Nell’agosto 2019 la Business Roundtable, l’ associazione della Corporate America con oltre 180 imprese, ha aggiornato la propria “dichiarazione di principi” mettendo in primo piano le responsabilità nei confronti di lavoratori, fornitori, ambiente e comunità. L’ultima volta che aveva modificato i propri orientamenti etici lo aveva fatto, nel 1997, a favore della centralità degli azionisti nelle decisioni aziendali, esito di sforzi ispirati da Milton Friedman già a partire dagli Anni Settanta del ‘900.
Nella aggiornata dichiarazione della Business Roundtable viene espressa la convinzione che “Il business svolge un ruolo vitale nell’economia creando occupazione, stimolando innovazione e offrendo beni e servizi essenziali”. Nel contempo però le aziende affermano che “se ciascuna delle nostre imprese individualmente serve propri scopi corporate, condividiamo un impegno di fondo nei confronti di tutti gli stakeholder. Ci impegniamo a fornire valore a tutti loro, per il futuro successo delle nostre aziende, delle nostre comunità e del nostro Paese”.
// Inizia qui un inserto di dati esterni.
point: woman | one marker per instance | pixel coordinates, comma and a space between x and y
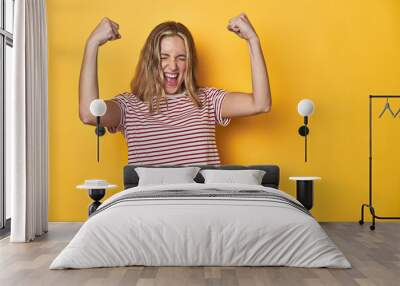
167, 119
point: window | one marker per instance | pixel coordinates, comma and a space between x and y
6, 60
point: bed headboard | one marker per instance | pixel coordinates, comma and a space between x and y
270, 179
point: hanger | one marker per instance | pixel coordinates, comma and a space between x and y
387, 106
397, 112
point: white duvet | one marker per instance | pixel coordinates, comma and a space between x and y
200, 231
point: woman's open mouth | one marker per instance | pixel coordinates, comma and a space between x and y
171, 79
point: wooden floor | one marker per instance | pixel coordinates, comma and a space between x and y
375, 256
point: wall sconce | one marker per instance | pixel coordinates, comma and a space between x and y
305, 108
98, 108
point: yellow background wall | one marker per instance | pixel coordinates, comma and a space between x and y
333, 52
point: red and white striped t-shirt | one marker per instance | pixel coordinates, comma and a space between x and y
183, 134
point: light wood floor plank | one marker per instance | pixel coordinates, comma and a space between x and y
375, 257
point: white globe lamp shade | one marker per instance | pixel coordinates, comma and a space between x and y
98, 107
305, 107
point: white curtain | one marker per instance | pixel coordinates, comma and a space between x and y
26, 123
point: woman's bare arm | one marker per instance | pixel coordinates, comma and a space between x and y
106, 30
259, 101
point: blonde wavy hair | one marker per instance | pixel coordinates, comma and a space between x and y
147, 82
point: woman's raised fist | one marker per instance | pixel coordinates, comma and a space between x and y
106, 30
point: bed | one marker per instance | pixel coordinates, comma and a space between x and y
201, 224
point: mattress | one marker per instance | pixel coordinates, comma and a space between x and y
201, 225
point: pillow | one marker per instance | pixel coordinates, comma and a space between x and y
249, 177
162, 176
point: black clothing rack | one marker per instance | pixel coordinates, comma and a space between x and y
370, 206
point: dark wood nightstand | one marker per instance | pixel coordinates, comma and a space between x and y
305, 190
96, 193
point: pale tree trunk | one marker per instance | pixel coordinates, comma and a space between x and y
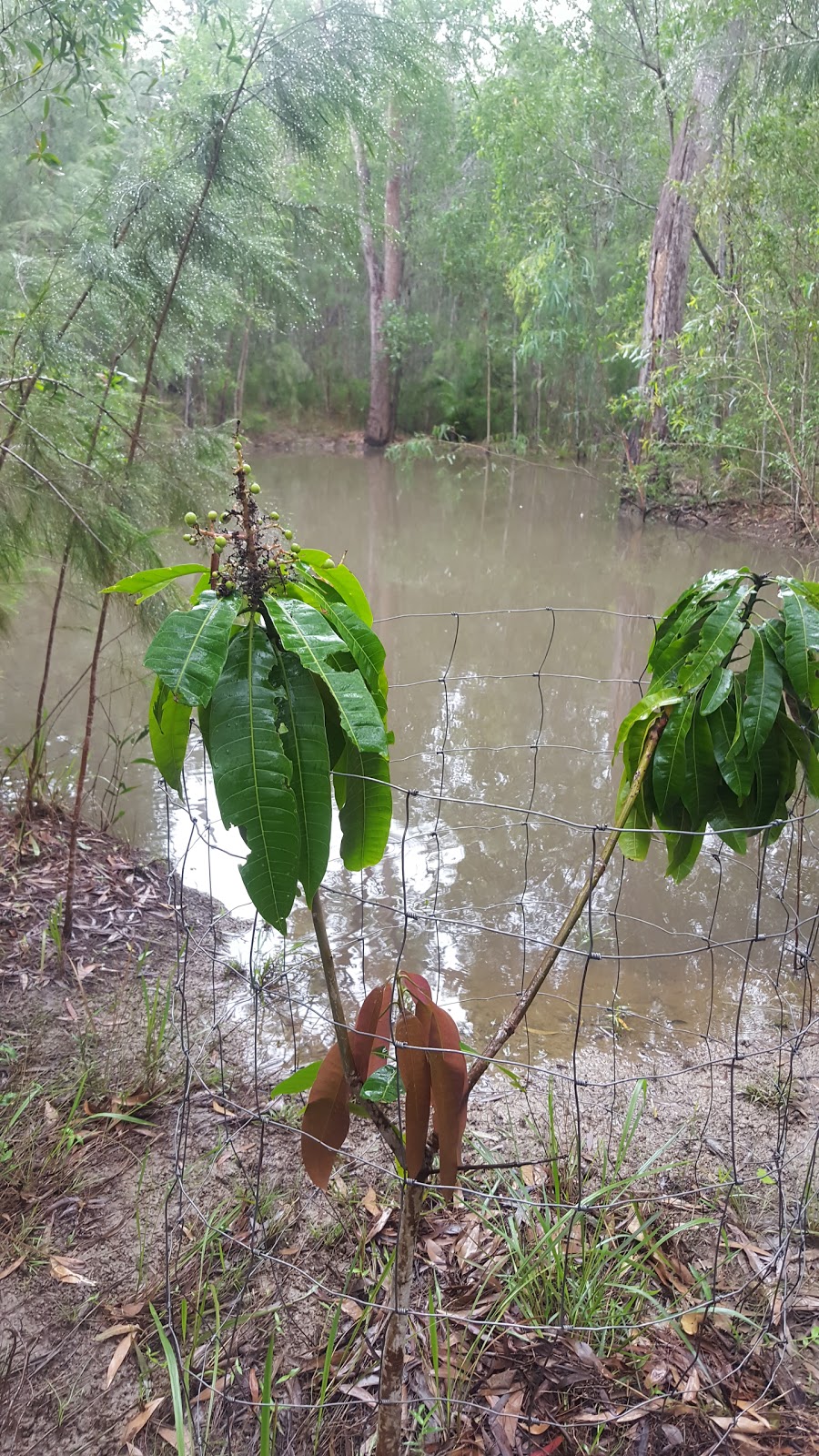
673, 235
385, 277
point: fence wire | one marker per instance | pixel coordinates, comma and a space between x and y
652, 1125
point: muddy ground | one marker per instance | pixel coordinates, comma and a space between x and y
145, 1168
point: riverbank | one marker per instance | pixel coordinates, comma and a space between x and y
145, 1168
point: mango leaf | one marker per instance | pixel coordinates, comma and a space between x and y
251, 775
305, 632
169, 728
368, 1041
189, 648
729, 750
716, 691
719, 637
343, 581
647, 708
366, 648
299, 1081
300, 720
763, 693
668, 764
702, 771
806, 753
145, 584
414, 1067
327, 1120
802, 644
382, 1085
366, 812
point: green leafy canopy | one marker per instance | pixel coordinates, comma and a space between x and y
731, 717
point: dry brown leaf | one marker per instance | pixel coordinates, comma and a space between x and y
742, 1424
12, 1267
67, 1270
136, 1423
113, 1331
370, 1203
116, 1359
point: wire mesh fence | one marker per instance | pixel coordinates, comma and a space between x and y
630, 1245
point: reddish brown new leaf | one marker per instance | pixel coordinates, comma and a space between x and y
414, 1067
327, 1120
450, 1088
368, 1037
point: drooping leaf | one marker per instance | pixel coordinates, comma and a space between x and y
806, 753
307, 632
647, 708
145, 584
299, 1081
763, 693
366, 813
368, 1041
702, 772
414, 1067
344, 582
300, 713
169, 728
802, 645
327, 1120
365, 647
720, 633
668, 764
251, 774
189, 648
716, 691
734, 766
Questi orientamenti di fondo sono confermati da una serie di scelte compiute, a partire dal 2015, dalla finanza internazionale e dai grandi gruppi capitalisti che hanno portato allo sviluppo di fondi di investimento eticamente orientati, gestiti secondo criteri di sostenibilità ambientale, sociale e di conduzione d’impresa.
Le nuove spinte al cambiamento hanno a che fare con il ruolo dei consumatori e con quello dei lavoratori. Visto che i millennials e i GenX non sono solo investitori ma soprattutto consumatori, le scelte di consumo iniziano ad essere sempre più frequentemente orientate da nuovi valori, con crescenti quote di consumatori interessati a valutare non solo la qualità e l’impatto dei prodotti, ma anche quella dei processi produttivi.
Secondo uno studio di Daniel Hedblom, Brent Hickman e John List, pubblicato dal “National Bureau of Economic Research” (Toward an Understanding of Corporate Social Responsibility: Theory and Field Experimental Evidence, NBER Working Paper No. 26222, September 2019) essere responsabili conviene all’impresa, non solo perché in questo modo verrà premiata da consumatori sensibili, ma anche perché riuscirà ad attirare lavoratori più motivati e produttivi, che ne condivideranno le scelte non-profit.
Rispetto a queste forme di capitalismo etico non va sottovalutato un problema d’immagine e di sostanza con cui il capitalismo internazionale ha fatto i conti, a partire dagli eccessi dell’alta finanza che hanno scatenato e aggravato la grande crisi del 2008, mentre pesano le critiche ai colossi della “gig economy” a causa delle condizioni salariali e di lavoro inadeguate dei dipendenti, che hanno portato ad aumentare la differenza tra le paghe dei top executive e quelle della massa dei lavoratori, facendo crescere le diseguaglianze di ricchezza e reddito all’interno dei diversi Paesi.
La vera etica non può essere allora una questione d’immagine o ridursi a qualche dichiarazione di principio sull’uguaglianza (tra i sessi), sul rispetto delle minoranze, sulle scelte non-profit. Ci vuole ben altro,a cominciare da un reale bilanciamento nelle scelte aziendali, da una concreta distribuzione degli utili, da un rispetto della figura del lavoratore. Meno formalismi allora e più attenzione ai problemi del mondo del lavoro, nel segno di una socialità autentica, in grado di riequilibrare le trasformazioni tecnologiche, riportandole alla loro dimensione funzionale, in una visione più ampia però del ruolo dell’impresa e della centralità del Lavoro.